<井上尚弥計量>計量パスした井上(左)と金芸俊(撮影・島崎忠彦)
◇世界スーパーバンタム級4団体タイトルマッチ 統一王者 井上尚弥《12回戦》 WBO11位 キム・イェジュン(2025年1月24日 有明アリーナ) 前日計量が23日、横浜市内のホテルで行われ、世界スーパーバンタム級4団体統一王者の井上尚弥と、代役挑戦者でWBO同級11位・金芸俊(キム・イェジュン)はともにリミットを100グラム下回る55・2キロで一発パスした。興行が1カ月延期したものの、井上はプラス1カ月の調整期間でパワーアップ。転級5戦目で「スーパーバンタム完全体」に仕上がり、海外進出前哨戦で圧勝劇を見せつける。 本格的な海外進出を前に、井上が「スーパーバンタム完全体」になった。バキバキに割れた腹筋、盛り上がった上腕二頭筋を披露し、計量台の上でマッスルポーズをつくると「いよいよだなと。2カ月、長かったというのが率直な気持ち。待ち遠しい」と気合十分。フェースオフでは金芸俊と約13秒間にらみ合うと、自ら視線を外し決戦への集中を高めた。 異例の長期間にわたる減量だった。これまで約5週をかけて体重調整してきたが、昨年12月に予定されていた興行が1カ月延期となり、約10週かけてじっくりと体をつくり上げた。昨年9月のドヘニー戦前日計量後は声がかすれ、頬はかなりこけていたが、この日は万全そのもの。無理のない減量で体への負担を最小限に抑え「少しずつだが体もデカくなっている。スーパーバンタムの体も完成に近づいてきている」と仕上がりに自ら太鼓判を押した。 この日は4本のベルトに加え、米専門誌「ザ・リング」の認定ベルトを肩にかけてポーズを決めた。今秋には、同メディアを買収したサウジアラビア総合娯楽庁のトゥルキ・アラルシク長官の下、同国で防衛戦を行うことが濃厚。国営娯楽イベント「リヤド・シーズン」との契約後初戦へ「契約1戦目なので落とせない。気負いなく自分を信じてやるだけ」と世界を意識した完勝を見据える。 勝てば世界戦24連勝で歴代1位メイウェザーらの持つ26連勝にまた一歩近づく。さらにKO決着なら自身の持つ日本人最多世界戦連続KO勝利を「10」に更新。延期、相手変更を経ての待ちに待った一戦。海外進出前哨戦で完全体のモンスターが大暴れする。 《勝利オッズ1.02倍》戦前の予想では圧倒的大差がついた。英大手ブックメーカー・ウィリアムヒルのオッズは、23日時点で井上の勝利1.02倍に対し、金芸俊の勝利は15倍。1.02倍はKO勝ちした22年12月の元WBO世界バンタム級王者ポール・バトラー(英国)戦、昨年9月の元IBF世界スーパーバンタム級王者TJ・ドヘニー(アイルランド)戦と同様の高確率で、今回も井上の圧倒的優位を予想した。
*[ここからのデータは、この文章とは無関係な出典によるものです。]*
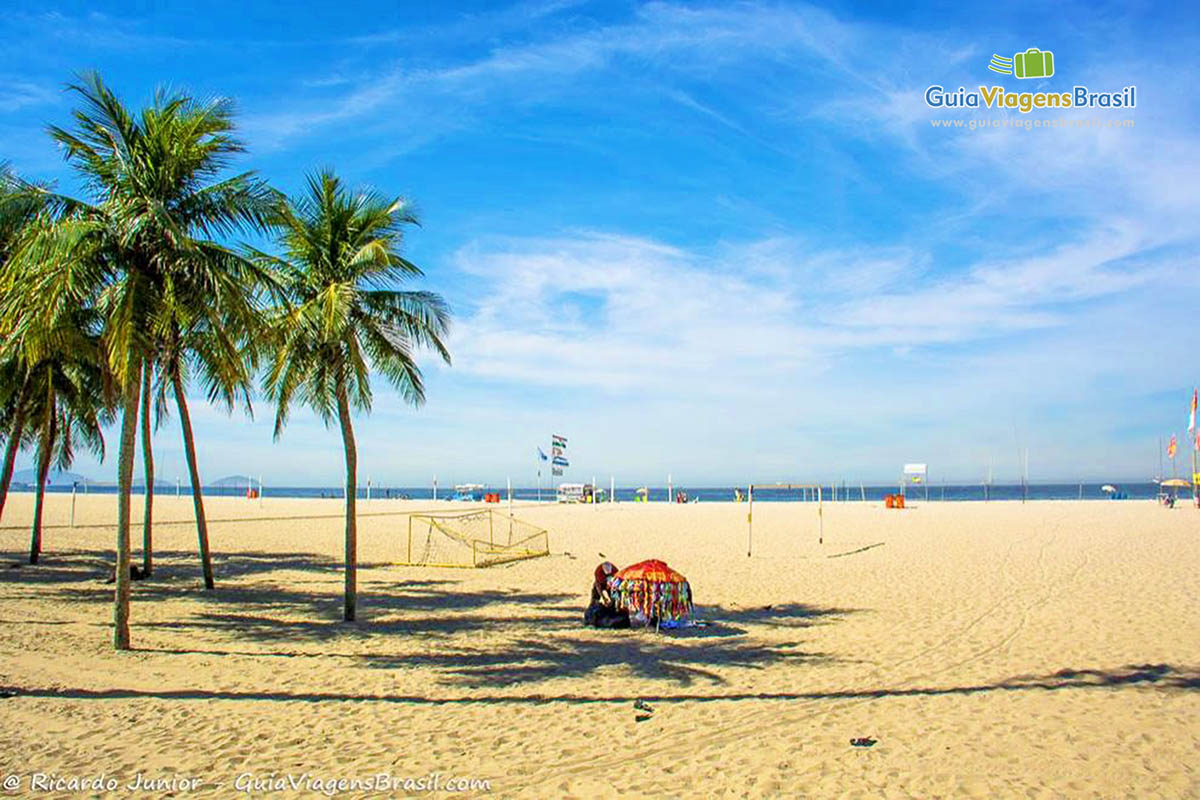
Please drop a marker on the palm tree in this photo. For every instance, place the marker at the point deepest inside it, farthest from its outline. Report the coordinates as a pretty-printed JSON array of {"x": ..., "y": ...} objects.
[
  {"x": 144, "y": 245},
  {"x": 341, "y": 317},
  {"x": 21, "y": 204},
  {"x": 69, "y": 398}
]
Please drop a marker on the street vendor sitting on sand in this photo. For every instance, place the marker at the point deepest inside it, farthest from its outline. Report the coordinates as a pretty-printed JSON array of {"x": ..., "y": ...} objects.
[{"x": 603, "y": 609}]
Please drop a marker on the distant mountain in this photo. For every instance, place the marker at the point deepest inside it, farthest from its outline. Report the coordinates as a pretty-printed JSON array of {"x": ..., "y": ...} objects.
[
  {"x": 234, "y": 480},
  {"x": 55, "y": 477}
]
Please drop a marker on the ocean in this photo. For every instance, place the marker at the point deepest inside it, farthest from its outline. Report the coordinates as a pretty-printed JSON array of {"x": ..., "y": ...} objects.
[{"x": 936, "y": 492}]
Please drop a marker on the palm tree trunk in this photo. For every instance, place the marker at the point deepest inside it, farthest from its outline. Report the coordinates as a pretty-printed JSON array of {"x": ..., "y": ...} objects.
[
  {"x": 148, "y": 462},
  {"x": 352, "y": 465},
  {"x": 45, "y": 450},
  {"x": 202, "y": 527},
  {"x": 125, "y": 479},
  {"x": 10, "y": 453}
]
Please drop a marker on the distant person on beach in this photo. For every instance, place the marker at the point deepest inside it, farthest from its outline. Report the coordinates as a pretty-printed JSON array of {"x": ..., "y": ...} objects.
[{"x": 603, "y": 609}]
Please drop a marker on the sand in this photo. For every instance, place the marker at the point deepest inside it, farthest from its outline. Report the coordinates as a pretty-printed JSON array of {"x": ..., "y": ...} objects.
[{"x": 991, "y": 649}]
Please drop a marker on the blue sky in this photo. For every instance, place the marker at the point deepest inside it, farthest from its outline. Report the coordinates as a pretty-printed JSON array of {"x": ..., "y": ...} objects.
[{"x": 721, "y": 241}]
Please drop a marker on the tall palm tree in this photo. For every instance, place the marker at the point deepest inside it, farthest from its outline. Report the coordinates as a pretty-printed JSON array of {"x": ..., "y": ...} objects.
[
  {"x": 69, "y": 400},
  {"x": 21, "y": 204},
  {"x": 144, "y": 244},
  {"x": 342, "y": 317}
]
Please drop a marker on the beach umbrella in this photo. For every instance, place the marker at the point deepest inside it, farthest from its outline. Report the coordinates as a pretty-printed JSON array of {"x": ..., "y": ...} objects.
[{"x": 653, "y": 590}]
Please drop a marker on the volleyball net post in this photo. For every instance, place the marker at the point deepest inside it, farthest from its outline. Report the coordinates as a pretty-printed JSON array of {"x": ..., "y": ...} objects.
[{"x": 805, "y": 491}]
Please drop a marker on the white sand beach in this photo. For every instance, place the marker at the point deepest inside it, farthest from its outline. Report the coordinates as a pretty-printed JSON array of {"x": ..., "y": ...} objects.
[{"x": 1050, "y": 649}]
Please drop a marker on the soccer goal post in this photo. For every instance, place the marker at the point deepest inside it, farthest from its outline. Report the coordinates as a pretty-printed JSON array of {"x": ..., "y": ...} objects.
[
  {"x": 472, "y": 539},
  {"x": 804, "y": 492}
]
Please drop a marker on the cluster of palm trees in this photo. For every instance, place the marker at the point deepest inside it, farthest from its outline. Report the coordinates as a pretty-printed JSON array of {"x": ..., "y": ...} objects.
[{"x": 113, "y": 305}]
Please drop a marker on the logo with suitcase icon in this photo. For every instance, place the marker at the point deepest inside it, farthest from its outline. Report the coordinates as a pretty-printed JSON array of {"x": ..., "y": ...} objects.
[{"x": 1030, "y": 64}]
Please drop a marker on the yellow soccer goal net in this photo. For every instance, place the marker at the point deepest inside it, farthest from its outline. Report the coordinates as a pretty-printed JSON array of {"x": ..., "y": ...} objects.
[{"x": 472, "y": 539}]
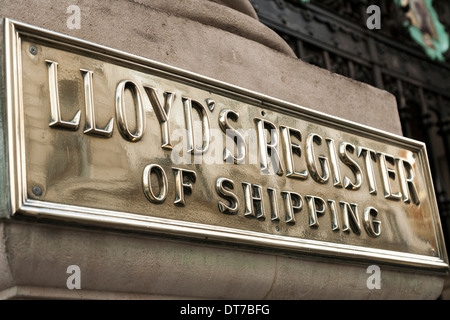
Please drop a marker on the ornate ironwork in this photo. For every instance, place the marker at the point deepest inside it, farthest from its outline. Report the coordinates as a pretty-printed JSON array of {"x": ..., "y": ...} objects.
[{"x": 333, "y": 35}]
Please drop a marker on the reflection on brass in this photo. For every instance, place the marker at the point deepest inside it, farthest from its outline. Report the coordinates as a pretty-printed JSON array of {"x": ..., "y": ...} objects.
[{"x": 155, "y": 148}]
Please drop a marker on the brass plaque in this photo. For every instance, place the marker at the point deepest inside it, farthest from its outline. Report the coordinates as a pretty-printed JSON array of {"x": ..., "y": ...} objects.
[{"x": 102, "y": 137}]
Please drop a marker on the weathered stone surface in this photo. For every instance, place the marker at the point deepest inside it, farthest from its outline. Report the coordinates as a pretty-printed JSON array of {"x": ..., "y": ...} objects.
[
  {"x": 231, "y": 46},
  {"x": 218, "y": 42}
]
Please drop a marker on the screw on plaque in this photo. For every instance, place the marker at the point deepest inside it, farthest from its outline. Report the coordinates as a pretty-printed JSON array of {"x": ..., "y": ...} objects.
[
  {"x": 37, "y": 191},
  {"x": 33, "y": 50}
]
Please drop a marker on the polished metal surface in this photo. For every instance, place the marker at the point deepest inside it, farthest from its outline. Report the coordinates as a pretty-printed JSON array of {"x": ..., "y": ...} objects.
[{"x": 117, "y": 140}]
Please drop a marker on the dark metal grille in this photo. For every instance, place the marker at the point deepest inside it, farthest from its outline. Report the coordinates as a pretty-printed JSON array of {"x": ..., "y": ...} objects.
[{"x": 332, "y": 34}]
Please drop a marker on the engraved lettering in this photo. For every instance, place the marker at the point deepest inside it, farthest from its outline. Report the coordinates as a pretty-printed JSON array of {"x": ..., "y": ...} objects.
[
  {"x": 273, "y": 204},
  {"x": 406, "y": 175},
  {"x": 387, "y": 174},
  {"x": 334, "y": 163},
  {"x": 268, "y": 148},
  {"x": 343, "y": 148},
  {"x": 369, "y": 157},
  {"x": 350, "y": 217},
  {"x": 254, "y": 206},
  {"x": 91, "y": 126},
  {"x": 291, "y": 148},
  {"x": 334, "y": 215},
  {"x": 232, "y": 133},
  {"x": 292, "y": 202},
  {"x": 55, "y": 109},
  {"x": 121, "y": 113},
  {"x": 221, "y": 185},
  {"x": 147, "y": 183},
  {"x": 310, "y": 159},
  {"x": 188, "y": 104},
  {"x": 162, "y": 113},
  {"x": 182, "y": 184},
  {"x": 316, "y": 205},
  {"x": 372, "y": 225}
]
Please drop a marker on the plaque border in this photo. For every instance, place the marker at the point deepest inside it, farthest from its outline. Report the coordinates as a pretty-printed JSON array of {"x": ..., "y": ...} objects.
[{"x": 18, "y": 202}]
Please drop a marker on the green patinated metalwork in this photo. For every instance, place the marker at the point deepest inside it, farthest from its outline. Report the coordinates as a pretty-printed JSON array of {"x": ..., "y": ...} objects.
[{"x": 435, "y": 43}]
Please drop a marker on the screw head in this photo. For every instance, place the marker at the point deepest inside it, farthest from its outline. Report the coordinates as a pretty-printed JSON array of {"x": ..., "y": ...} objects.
[
  {"x": 33, "y": 50},
  {"x": 37, "y": 191}
]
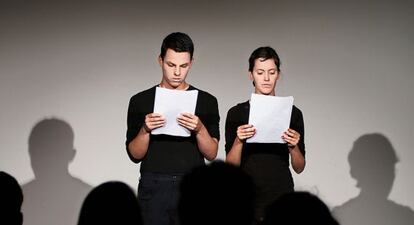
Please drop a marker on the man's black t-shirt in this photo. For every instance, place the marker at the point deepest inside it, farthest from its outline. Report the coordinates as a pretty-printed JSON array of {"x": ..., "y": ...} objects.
[{"x": 171, "y": 154}]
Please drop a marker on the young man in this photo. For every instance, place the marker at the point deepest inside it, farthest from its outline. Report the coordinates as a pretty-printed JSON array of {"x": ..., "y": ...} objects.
[{"x": 164, "y": 158}]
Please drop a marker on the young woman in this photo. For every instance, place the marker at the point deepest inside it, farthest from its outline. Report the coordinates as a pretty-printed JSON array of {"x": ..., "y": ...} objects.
[{"x": 266, "y": 163}]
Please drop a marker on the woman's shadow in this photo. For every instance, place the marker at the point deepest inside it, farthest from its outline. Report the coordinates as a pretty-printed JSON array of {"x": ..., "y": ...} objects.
[
  {"x": 54, "y": 196},
  {"x": 372, "y": 161}
]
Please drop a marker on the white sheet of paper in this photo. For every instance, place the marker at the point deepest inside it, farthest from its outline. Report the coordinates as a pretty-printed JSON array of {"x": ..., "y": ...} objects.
[
  {"x": 270, "y": 115},
  {"x": 170, "y": 104}
]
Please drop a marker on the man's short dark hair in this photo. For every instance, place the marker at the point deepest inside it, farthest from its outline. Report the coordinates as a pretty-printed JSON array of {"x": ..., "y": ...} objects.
[
  {"x": 179, "y": 42},
  {"x": 264, "y": 53}
]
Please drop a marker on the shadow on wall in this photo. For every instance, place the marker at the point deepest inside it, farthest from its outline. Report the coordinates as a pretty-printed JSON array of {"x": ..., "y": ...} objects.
[
  {"x": 54, "y": 196},
  {"x": 372, "y": 161}
]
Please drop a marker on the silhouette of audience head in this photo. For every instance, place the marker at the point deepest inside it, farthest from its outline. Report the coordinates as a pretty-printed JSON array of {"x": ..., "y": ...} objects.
[
  {"x": 298, "y": 208},
  {"x": 217, "y": 193},
  {"x": 372, "y": 161},
  {"x": 111, "y": 203},
  {"x": 11, "y": 199},
  {"x": 51, "y": 146}
]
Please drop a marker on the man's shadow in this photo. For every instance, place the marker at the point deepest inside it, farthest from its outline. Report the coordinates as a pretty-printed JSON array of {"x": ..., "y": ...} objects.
[
  {"x": 372, "y": 161},
  {"x": 54, "y": 196}
]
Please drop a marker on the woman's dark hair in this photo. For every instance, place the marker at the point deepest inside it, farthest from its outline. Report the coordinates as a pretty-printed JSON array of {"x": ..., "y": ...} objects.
[
  {"x": 179, "y": 42},
  {"x": 264, "y": 53}
]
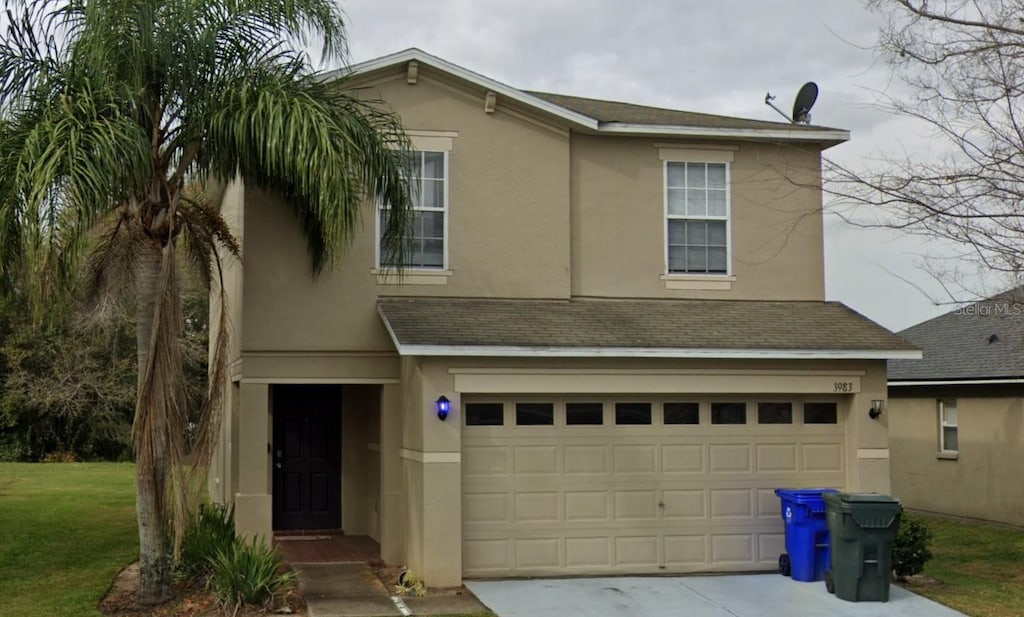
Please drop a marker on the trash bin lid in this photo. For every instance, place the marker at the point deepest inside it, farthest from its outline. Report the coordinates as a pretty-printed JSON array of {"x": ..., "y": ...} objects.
[{"x": 867, "y": 498}]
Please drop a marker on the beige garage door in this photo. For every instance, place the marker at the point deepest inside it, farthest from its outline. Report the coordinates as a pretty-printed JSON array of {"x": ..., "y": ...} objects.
[{"x": 636, "y": 485}]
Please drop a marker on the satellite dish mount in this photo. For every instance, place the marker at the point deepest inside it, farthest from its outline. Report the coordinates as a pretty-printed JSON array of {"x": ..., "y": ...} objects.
[{"x": 801, "y": 105}]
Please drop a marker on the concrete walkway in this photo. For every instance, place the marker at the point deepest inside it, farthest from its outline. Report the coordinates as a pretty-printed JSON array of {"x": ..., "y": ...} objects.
[
  {"x": 353, "y": 590},
  {"x": 742, "y": 596}
]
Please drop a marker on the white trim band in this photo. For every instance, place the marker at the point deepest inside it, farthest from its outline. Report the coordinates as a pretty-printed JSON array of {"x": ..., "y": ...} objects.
[
  {"x": 430, "y": 456},
  {"x": 872, "y": 453}
]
《大橋会長問題続き「一番苦しかった」》興行をプロモートする大橋ジムの大橋会長は「今まで世界戦は約50試合やってきたが、ここまでくるのに一番苦しかった興行」と漏らした。当初の挑戦者、グッドマンは負傷で2度の“ドタキャン”。さらにセミファイナルに出場予定だったWBO世界バンタム級王者・武居由樹も練習中の負傷により防衛戦が中止となるなど、トラブルが続いた。中止の危機にひんしながらもこの日、出場選手10人が計量をパスし「ピンチはチャンス」と安堵(あんど)した。